This paper aims to address the technician routing and scheduling problem (TRSP), a daily operational challenge faced by telecommunication service providers. The study is motivated by a real-world application in Saskatchewan, Canada, and aims to develop an effective and scalable model for technician assignment and routing under practical constraints. The design of the problem is unique because of the vast working areas in Saskatchewan.
A mixed-integer programming model is formulated to model the TRSP, capturing realistic constraints such as soft time windows, variable working hours, lunch breaks (LBs) and overnight shifts. Because of the NP-hard nature of the problem, the authors propose two metaheuristic algorithms – simulated annealing (SA) and genetic algorithm (GA) – to solve large-scale instances. Computational experiments are conducted using real data, and the metaheuristics’ performance is benchmarked against a commercial exact solver.

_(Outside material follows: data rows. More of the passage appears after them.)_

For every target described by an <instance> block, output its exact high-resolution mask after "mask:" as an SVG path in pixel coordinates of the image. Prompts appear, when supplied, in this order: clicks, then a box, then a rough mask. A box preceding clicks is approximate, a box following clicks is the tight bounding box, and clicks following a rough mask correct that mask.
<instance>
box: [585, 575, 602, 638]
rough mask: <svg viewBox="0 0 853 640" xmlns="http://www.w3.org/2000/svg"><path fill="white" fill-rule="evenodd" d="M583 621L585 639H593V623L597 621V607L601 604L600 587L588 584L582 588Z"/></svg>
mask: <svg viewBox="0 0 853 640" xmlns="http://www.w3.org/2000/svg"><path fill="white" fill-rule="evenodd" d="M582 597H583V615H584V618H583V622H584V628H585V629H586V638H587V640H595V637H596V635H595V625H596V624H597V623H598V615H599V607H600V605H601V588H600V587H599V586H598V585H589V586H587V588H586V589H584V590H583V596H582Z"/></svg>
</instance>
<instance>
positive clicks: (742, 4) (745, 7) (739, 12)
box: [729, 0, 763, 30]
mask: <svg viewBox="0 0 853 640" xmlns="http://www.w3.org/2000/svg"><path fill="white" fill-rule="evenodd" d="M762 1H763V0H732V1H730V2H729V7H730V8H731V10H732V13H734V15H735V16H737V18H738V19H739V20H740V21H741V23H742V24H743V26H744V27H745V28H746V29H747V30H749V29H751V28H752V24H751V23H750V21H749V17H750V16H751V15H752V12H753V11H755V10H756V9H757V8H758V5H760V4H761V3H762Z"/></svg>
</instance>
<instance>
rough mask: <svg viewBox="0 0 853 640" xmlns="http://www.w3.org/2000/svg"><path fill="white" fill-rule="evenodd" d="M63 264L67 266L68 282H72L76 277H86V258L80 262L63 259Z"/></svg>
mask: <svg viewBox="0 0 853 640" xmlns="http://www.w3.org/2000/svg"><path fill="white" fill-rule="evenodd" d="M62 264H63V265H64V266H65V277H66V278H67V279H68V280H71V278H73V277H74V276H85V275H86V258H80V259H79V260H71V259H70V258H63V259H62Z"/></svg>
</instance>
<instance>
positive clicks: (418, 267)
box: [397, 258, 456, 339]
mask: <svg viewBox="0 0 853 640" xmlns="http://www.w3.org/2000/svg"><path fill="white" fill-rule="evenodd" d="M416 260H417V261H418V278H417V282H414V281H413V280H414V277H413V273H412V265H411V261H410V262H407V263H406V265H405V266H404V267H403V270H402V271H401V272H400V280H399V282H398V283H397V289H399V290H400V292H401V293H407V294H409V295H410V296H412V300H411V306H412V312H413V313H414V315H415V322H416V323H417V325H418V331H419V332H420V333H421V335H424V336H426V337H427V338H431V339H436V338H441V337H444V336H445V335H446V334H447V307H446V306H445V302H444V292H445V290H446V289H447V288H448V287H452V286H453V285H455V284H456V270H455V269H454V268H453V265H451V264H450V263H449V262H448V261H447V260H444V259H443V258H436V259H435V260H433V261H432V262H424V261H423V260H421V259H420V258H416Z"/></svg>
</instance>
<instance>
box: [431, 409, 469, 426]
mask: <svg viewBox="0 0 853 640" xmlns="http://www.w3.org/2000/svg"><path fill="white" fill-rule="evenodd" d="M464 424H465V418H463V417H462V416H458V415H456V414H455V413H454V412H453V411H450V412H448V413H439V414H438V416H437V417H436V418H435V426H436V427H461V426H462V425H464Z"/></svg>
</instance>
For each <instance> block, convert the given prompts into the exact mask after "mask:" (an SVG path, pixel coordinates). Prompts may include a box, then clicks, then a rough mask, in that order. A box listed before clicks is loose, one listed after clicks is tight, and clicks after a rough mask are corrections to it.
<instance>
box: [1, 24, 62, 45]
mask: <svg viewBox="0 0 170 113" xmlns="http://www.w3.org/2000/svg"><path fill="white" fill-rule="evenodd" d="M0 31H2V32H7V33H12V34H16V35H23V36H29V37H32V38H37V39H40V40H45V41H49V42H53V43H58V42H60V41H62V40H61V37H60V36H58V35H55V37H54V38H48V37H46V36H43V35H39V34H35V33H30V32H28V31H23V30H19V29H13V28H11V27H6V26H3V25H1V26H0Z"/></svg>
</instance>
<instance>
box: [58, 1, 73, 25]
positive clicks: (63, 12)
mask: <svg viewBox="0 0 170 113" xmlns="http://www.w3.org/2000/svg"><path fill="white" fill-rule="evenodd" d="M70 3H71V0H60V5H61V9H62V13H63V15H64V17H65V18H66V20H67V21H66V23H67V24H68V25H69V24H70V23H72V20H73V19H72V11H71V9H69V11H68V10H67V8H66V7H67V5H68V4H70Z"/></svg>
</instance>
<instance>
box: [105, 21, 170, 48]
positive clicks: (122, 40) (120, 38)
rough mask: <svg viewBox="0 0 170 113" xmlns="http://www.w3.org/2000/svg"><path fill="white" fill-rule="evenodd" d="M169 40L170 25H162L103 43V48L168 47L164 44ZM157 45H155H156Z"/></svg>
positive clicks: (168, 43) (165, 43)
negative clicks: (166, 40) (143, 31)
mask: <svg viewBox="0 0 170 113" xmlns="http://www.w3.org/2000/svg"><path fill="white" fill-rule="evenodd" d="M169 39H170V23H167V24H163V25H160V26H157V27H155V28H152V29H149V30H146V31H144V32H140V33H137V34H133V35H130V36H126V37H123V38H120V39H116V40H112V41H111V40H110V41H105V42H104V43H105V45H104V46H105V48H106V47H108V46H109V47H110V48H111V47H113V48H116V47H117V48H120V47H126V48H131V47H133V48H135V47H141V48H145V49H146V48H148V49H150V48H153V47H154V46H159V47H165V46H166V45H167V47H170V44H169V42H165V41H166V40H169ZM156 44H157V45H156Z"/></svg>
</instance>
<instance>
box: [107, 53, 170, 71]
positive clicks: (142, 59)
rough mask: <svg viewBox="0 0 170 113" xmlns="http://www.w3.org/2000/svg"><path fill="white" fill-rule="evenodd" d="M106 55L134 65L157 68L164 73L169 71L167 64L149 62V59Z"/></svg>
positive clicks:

Results indicate that both SA and GA produce high-quality solutions within significantly reduced computation times compared to the exact solver. The GA consistently outperforms SA in terms of optimality gaps and solution robustness. The findings highlight the practical viability of using metaheuristics in large-scale technician scheduling problems.
The proposed approach offers telecom service providers a flexible and scalable solution for managing technician assignments efficiently while accommodating operational constraints. The metaheuristic algorithms can be integrated into decision-support systems to improve customer service and reduce scheduling inefficiencies.
This research makes two main contributions. From a modeling perspective, it incorporates various available technician working hours as well as LBs into the overnight TRSPTW model. From a solution methodology perspective, it develops two metaheuristic algorithms – an SA and a GA – to solve the overnight TRSPTW with the LB model. The effectiveness of these two metaheuristics is analyzed via computational experiments using real-world scenarios.